Lompat ke konten Lompat ke sidebar Lompat ke footer

Refleksi ICMS 2014; Pendidikan Kapitalisme di Ujung Jalan

ICMS 2014 Jakarta
“Bangun tidur, makan, senang-senang, tidur lagi”, demikian ujar salah seorang kawan yang menyoroti siklus hidup generasi produktif umat Islam hari ini. Penulis sepakat. Keseharian manusia di era yang konon modern ini, secara umum memang seperti itu. Waktu dan energi, dicurahkan untuk memenuhi kebutuhan jasmaniah dan naluriahnya.

Tentu, pada dasarnya, itu tak salah. Namun bila kemudian menjalani kehidupan untuk sekedar itu, maka lain lagi jadinya. Benar, manusia dikaruniai rasa lapar dan dahaga, maka patut baginya mencari makanan dan minuman. Benar, manusia dikaruniai hasrat seksual dan berkuasa, maka ada kalanya Ia perlu memenuhi keduanya. Benar, manusia dikaruniai rasa ingin memiliki ini dan itu, maka wajar bila Ia berusaha meraih apa yang ingin dimilikinya. Semuanya adalah tabiat manusia. Sebagai bagian dari sistem alam raya ini, Allah Swt sebagai Sang Maha Pencipta memberikan ketetapan atas itu semua.

Namun, manusia bukanlah hewan. Memang, sebagai makhluk lain yang tinggal di bumi, hewan dikaruniai berbagai kebutuhan dan naluri yang sama. Bila salah seorang rocker mengatakan bahwa rocker juga manusia, maka dapatlah dikatakan bahwa hewan juga makhluk hidup. Hewan dibekali potensi hidup yang sama sebagaimana manusia. Memiliki hasrat jasmaniah dan naluriah. Dan karenanya, mereka bertebaran di muka bumi untuk memuaskan kebutuhannya.

Bedanya, hewan yang kerap kali manusia hinakan, tak diberi tugas untuk memperjuangkan apapun, kecuali hanya sekedar untuk memuaskan hasratnya. Tak ada nilai yang perlu diraih, dan tak ada aturan yang perlu ditaati. Cukup berjuang untuk memuaskan segala hasrat jasmaniah dan naluriahnya, dengan siklus yang berulang-ulang hingga pada akhirnya nyawa mereka harus melayang pada waktunya. Namun, hewan tak bisa disalahkan atas cara hidupnya. Karena demikianlah tabiatnya. Mereka bebas hidup sesuai keinginannya.

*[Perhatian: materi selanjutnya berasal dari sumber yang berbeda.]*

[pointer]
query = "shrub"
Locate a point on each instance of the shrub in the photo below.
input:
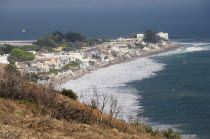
(69, 93)
(26, 102)
(170, 134)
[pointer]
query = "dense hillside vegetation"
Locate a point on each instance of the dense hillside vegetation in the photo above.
(29, 110)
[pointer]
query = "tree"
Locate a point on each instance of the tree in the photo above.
(1, 52)
(45, 42)
(94, 41)
(105, 40)
(69, 93)
(7, 48)
(20, 55)
(150, 36)
(117, 35)
(132, 35)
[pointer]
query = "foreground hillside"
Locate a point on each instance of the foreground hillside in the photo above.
(30, 111)
(19, 120)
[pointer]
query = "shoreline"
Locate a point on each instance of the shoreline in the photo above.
(58, 82)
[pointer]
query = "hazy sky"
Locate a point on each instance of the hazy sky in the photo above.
(92, 16)
(95, 3)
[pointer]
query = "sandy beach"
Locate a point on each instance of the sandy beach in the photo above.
(57, 82)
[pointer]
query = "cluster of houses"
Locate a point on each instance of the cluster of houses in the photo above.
(85, 58)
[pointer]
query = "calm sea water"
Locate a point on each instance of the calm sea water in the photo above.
(172, 87)
(180, 94)
(185, 25)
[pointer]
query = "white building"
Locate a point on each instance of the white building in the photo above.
(160, 34)
(4, 59)
(163, 35)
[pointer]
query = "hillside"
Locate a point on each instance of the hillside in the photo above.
(30, 111)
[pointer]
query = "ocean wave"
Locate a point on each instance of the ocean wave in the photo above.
(112, 81)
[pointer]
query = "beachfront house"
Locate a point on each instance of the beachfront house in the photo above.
(163, 35)
(4, 59)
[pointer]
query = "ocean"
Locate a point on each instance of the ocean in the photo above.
(172, 89)
(167, 90)
(184, 24)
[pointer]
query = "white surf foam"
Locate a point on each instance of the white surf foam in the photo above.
(113, 79)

Manusia tentu tak demikian. Mereka diharuskan memperjuangkan sesuatu yang lain. Lebih dari sekedar memuaskan hasratnya. Manusia perlu meraih nilai dan terikat dengan aturan yang digariskan Penciptanya. Ini karena, manusia dibekali akal untuk melakukan itu semua. Manusia tak bisa sekedar makan untuk memuaskan lapar. Mereka perlu memikirkan cara yang benar untuk meraih makanan, dan memilih makanan yang dibenarkan Penciptanya. Demikian halnya saat memuaskan hasratnya yang lain.

Pendidikan Pencetak Generasi Hewani

Teringat dengan sangat jelas, bagaimana statement seorang praktisi pendidikan yang penulis temui. Meskipun di Sekolahnya bekerja Ia termasuk Guru berprestasi yang kerap mencetak para siswa-siswi yang meraih medali olimpiade, namun Ia menyatakan bahwa saat ini institusi Sekolah itu tidak penting. Sebagai wahana utama pendidikan saat ini, Sekolah gagal memainkan fungsi utamanya sebagai ‘pabrik’ yang secara hakiki menelurkan manusia terdidik.

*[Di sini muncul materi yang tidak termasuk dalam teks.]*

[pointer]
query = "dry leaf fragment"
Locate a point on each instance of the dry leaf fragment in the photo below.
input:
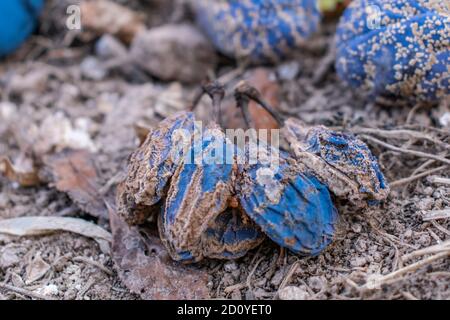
(38, 226)
(104, 16)
(145, 267)
(23, 172)
(75, 173)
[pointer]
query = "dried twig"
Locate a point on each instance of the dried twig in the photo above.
(401, 134)
(439, 180)
(25, 292)
(442, 247)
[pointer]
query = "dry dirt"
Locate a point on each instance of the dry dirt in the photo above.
(46, 78)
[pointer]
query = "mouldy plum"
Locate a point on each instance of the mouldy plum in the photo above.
(396, 48)
(291, 206)
(341, 161)
(196, 221)
(152, 165)
(18, 19)
(257, 29)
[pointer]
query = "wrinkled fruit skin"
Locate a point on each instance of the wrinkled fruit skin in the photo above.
(215, 201)
(18, 19)
(196, 221)
(151, 167)
(341, 161)
(257, 29)
(292, 208)
(403, 53)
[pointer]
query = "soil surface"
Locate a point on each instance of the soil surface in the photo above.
(48, 77)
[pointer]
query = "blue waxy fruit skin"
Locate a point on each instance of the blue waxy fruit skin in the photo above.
(341, 161)
(196, 221)
(293, 209)
(18, 19)
(260, 30)
(400, 49)
(350, 155)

Dalam kacamata Islam, proses pendidikan dikatakan berhasil tatkala manusia berhasil memahami hakikatnya secara utuh. Bahwasannya, Ia adalah makhluk yang diciptakan oleh Allah SWT dan diberi tugas untuk menaati segala perintah serta menjauhi larangannya. Dan karenanya, selepas tiada, Ia akan dimintai pertanggungjawaban atas tugas yang telah dibebankan pada pundaknya oleh Allah SWT, Sang Maha Pencipta. Dengan paradigma hidup yang demikian, maka secara alamiah akan muncul kesadaran pada setiap dada manusia, untuk memperjuangkan dan mencari nilai lain selain sekedar memuaskan hasrat jasmaniah dan naluriahnya. Yakni ridho Allah SWT.

Cetakan pendidikan yang benar-benar mendidik bukanlah manusia dengan karakter hewani yang hidup hanya untuk bertebaran mencari nikmat dunia dengan bebas sesuka hatinya. Akan tetapi, pendidikan hakiki adalah sebuah proses yang akan mengantarkan manusia yang memiliki tiga karakter dasar, yakni; yang kuat aqidahnya, yang Islam kepribadiannya, dan yang besar manfaat bagi lingkungan sekitarnya.

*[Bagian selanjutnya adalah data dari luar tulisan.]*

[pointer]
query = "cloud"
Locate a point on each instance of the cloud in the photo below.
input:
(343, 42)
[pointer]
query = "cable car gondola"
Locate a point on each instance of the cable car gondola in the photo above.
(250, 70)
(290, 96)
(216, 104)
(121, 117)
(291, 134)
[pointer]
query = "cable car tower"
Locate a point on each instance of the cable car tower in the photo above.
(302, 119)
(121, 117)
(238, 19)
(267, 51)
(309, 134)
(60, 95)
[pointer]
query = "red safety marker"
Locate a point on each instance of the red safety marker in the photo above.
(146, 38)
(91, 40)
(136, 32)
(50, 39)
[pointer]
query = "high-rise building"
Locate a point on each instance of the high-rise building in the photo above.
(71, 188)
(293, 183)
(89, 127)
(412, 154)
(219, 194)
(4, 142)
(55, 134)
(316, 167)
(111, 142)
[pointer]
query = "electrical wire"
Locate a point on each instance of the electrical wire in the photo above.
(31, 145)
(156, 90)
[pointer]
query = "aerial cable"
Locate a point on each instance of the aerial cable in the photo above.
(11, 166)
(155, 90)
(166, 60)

Tentu, ini bukanlah sekedar konsepsi khayali yang terkesan hanya omong kosong. Menciptakan sistem pendidikan yang dimaknai dengan konsepsi terdidik sebagaimana yang diurai di atas, adalah sebuah kondisi ideal yang selain berdasar pada kalam Ilahi, juga merujuk pada fakta histori. Generasi dengan ketiga karakter tersebut pernah secara simultan dan konsisten hadir mewarnai berabad-abad jalannya kehidupan. Yakni tatkala umat dipayungi sistem Khilafah yang mampu menjamin keberlangsungan sistem pendidikan Islam, maka kala itu pula mereka mampu meraihnya.

Lantas, ada apa dengan hari ini? Mengapa bisa pendidikan justru menghasilkan generasi ‘hewani’ dan jauh dari perwujudan manusia hakiki? Sesungguhnya, ini semua diakibatkan karena beberapa konsepsi yang salah, yang dibangun di tengah generasi muda Kita. Dimana semuanya bermuara pada penerapan Ideologi Kapitalisme.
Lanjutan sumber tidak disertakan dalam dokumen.